The facility, only the second to be built outside the United States, will initially provide storage for 60 bodies but is designed to expand with demand.
More than 250 people have been cryogenically preserved in the US and Russia, with about 2000 more signing contracts for the future storage of their bodies.
Mr Hazen has been following the technology of cryogenics since the early 1970s and heard about Stasis Systems through the fledgling NZ Cryogenics Group and its Australian counterpart.
He was sufficiently impressed to sign up, even though he will know it worked only if he is revived at some point in the future when scientists have worked out how to rejuvenate whole bodies rather than single cells - as at present - as well as cures for whatever finally ended his life.
"People who are inclined to want to see the future have to be optimists," Mr Hazen said.
"You have to believe the future is going to be better and we have to believe that technology is going to play a part in that betterment."
Mr Hazen said there were creatures that could withstand the effects of freezing, such as frogs that could be frozen rock-hard in nitrogen, then revived with working memories.
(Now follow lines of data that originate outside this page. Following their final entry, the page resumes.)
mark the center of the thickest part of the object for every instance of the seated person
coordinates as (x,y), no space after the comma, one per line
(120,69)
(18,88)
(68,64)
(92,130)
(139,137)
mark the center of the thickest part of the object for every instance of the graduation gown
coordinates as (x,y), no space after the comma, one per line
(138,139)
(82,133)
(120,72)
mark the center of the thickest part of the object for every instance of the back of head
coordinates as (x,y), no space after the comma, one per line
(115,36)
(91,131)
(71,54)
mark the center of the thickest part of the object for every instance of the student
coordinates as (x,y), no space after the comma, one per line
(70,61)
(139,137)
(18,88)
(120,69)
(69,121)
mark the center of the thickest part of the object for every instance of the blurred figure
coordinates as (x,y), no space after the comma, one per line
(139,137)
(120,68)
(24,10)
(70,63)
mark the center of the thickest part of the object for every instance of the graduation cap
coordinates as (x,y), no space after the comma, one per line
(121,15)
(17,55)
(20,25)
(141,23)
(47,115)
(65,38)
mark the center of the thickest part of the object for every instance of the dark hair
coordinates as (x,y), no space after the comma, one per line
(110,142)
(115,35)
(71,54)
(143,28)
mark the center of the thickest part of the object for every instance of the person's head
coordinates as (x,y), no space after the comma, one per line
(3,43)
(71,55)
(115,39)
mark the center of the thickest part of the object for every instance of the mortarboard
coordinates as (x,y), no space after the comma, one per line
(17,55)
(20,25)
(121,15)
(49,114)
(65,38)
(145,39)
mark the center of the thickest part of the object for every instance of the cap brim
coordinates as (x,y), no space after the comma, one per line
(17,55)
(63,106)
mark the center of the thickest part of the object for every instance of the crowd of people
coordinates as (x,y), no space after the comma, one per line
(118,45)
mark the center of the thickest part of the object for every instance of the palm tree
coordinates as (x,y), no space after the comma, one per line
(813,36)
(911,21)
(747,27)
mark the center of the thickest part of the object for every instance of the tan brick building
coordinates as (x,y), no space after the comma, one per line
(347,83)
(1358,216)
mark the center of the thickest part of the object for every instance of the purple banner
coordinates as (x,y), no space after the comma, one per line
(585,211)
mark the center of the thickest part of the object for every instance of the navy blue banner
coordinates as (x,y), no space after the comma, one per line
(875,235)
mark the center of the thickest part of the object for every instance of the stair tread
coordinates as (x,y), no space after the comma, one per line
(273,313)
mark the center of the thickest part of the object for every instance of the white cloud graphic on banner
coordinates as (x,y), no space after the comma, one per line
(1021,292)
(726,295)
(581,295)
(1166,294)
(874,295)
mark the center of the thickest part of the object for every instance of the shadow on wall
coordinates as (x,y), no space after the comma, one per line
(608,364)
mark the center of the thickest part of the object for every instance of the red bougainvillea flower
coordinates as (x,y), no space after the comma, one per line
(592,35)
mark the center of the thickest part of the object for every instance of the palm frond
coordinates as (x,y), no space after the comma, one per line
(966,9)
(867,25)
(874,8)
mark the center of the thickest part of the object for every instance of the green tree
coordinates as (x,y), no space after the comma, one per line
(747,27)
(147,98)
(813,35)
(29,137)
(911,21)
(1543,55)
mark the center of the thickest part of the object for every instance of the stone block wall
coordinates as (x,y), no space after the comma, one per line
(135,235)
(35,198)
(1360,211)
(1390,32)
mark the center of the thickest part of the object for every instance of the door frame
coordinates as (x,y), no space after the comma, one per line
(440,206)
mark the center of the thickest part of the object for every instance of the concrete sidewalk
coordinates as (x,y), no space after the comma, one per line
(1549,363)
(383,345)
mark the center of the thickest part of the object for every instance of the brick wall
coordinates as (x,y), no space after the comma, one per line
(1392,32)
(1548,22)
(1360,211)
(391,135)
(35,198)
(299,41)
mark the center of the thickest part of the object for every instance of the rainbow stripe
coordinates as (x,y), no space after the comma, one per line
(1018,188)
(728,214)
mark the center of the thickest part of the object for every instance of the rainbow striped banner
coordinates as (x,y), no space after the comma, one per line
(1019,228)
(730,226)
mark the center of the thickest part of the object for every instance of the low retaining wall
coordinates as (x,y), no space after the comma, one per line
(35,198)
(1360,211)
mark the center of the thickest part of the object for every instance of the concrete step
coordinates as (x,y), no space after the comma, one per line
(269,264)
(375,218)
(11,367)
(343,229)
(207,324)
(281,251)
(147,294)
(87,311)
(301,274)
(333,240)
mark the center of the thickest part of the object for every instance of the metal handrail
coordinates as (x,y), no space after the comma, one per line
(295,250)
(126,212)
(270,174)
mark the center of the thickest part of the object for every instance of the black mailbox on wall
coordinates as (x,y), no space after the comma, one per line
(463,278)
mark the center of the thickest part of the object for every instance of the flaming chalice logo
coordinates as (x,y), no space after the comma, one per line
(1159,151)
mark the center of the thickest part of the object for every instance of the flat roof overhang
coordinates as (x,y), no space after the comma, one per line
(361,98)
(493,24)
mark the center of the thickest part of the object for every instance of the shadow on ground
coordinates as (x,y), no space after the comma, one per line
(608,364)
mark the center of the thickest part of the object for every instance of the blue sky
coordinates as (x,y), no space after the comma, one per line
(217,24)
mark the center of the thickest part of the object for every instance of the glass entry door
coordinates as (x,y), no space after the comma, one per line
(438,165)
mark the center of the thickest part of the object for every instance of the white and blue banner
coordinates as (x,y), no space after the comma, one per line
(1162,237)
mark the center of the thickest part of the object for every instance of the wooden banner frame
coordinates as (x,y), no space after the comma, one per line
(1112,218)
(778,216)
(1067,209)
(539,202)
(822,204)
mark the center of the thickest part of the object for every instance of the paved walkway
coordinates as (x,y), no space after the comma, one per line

Their ability to learn their way through mazes had been demonstrated in experiments.
People who had drowned in cold water could also be revived.
"These sorts of things, combined with a blind faith or hopeless optimism about how things will work in the future - an understanding of nanotechnology, for example, and the potential that holds - suggests to me that it's possible," Mr Hazen said.
"The other side of that is that if you don't undergo that sort of operation, you're surely not going to see the future.
"If you undergo the operation now, there's a slim chance you could come out the other side and see what the future looks like."
Nor is he overly concerned that a future world may not want to bring the cryogenic survivors of our time back to life.
"If you had the opportunity of talking to somebody that had actually lived in the 18th century, wouldn't you be curious about a personal, first-hand explanation of what life was like back in that period?"
And Mr Hazen believes he could handle the shock of an entirely new world. He said he would miss loved ones, as he missed the relatives he had already lost in this life.
"But by focusing on the tasks of the day, making new friends, exploring the wonders that are sure to be available when one emerges into the future, I think you would go through the grieving process and come out the other end, hopefully strong enough to carry on."
His wife will not be with him. Mr Hazen said she was not optimistic about the future and thought that "all this stuff is nonsense".
But Mr Hazen reckons it's worth the shot, long as it may be: "I want to stand on the bridge of the Enterprise from Star Trek, exploring new worlds with Captain Kirk."